La Commissione nazionale italiana per l’Unesco ha deciso di candidare nella lista del Patrimonio Mondiale dell’umanità Unesco “L’arte dei pizzaiuoli napoletani”. L’idea è arrivata dal Ministero dell’Agricoltura ed ha avuto subito l’unanime sostegno di molti altri Ministeri, da quello degli Esteri a quello dell’Università, dell’Ambiente e dell’Economia. Si tratta, infatti, di un settore che ha un valore di 10 miliardi di euro: ci sono almeno 100 mila lavoratori fissi, insieme ad altri 50 mila nel week-end, che si occupano di ristorazione/ pizzerie. A parte gli aspetti finanziari, però, la produzione di pizza rappresenta la nostra nazione in tutto il mondo (nonostante alcune estreme imitazioni). Dopo il tentativo da parte dell’America di candidare la pizza american-style, era impossibile per gli Italiani non rivendicare la proprietà di una pietanza tanto gustosa quanto famosa.

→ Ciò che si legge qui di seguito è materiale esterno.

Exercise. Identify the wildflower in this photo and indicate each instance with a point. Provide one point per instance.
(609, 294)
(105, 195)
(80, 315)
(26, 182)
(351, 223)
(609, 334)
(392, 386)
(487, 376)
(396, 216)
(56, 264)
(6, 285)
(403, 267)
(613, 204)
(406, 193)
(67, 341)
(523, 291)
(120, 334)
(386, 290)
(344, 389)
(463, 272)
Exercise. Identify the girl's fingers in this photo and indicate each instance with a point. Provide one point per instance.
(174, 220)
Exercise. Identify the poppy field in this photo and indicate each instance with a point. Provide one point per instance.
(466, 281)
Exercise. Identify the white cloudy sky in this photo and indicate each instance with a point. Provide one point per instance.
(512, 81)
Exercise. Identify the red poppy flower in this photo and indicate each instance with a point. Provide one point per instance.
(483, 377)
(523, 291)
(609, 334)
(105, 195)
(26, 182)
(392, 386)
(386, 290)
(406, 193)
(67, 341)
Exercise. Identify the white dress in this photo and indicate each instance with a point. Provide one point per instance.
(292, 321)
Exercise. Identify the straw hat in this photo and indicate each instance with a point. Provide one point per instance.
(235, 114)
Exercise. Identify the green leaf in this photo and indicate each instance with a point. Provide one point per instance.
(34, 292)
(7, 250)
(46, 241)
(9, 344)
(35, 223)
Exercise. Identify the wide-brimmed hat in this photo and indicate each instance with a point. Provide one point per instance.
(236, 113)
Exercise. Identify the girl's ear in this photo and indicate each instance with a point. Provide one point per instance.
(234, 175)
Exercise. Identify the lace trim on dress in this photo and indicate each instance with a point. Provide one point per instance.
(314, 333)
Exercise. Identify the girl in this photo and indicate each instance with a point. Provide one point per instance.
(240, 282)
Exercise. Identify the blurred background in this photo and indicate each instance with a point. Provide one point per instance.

La storia della pizza, in realtà, non è molto chiara, ma ha origini antiche. Le prime attestazioni scritte della parola “pizza” ci sono, addirittura, in testi scritti in latino volgare. I primi dati certi, però, si hanno dopo il 1700 nel Regno di Napoli: la pizza Marinara è stata creata nel 1734, mentre la pizza Margherita risale al 1796-1810. Il nome “Margherita”, infatti, è stato dato dal cuoco Raffaele Esposito in onore della regina Margherita di Savoia, a cui era stata più volte servita. L’uso di pomodoro, mozzeralla e basilico non era casuale: rosso, bianco e verde erano i nuovi colori del vessillo italiano.
La pizza conquistò subito sia i nobili che la povera gente e cominciò ad essere venduta per le strade, su bancarelle ambulanti. Con il passare degli anni, aumentò ulteriormente il consenso, tanto da essere proposta anche nelle trattorie e, in seguito, il locali appositi, chiamati “pizzerie”.
Già poco dopo la seconda guerra mondiale, la pizza era famosa in tutto il mondo e rappresentava un motivo d’orgoglio per gli Italiani.
Bisognerà, purtroppo, aspettare il 2017 per vedere valutata dall’Unesco la candidatura de “L’arte dei pizzaiuoli napoletani”. Il negoziato sarà lungo e complesso, perché non è stata mai inclusa nella lista Unesco una tradizione connessa ad una produzione alimentare. Nel frattempo si sta andando avanti con la raccolta firme per la petizione. L’obiettivo è arrivare a un milione di firme e, per ora, si è già vicini alle 900.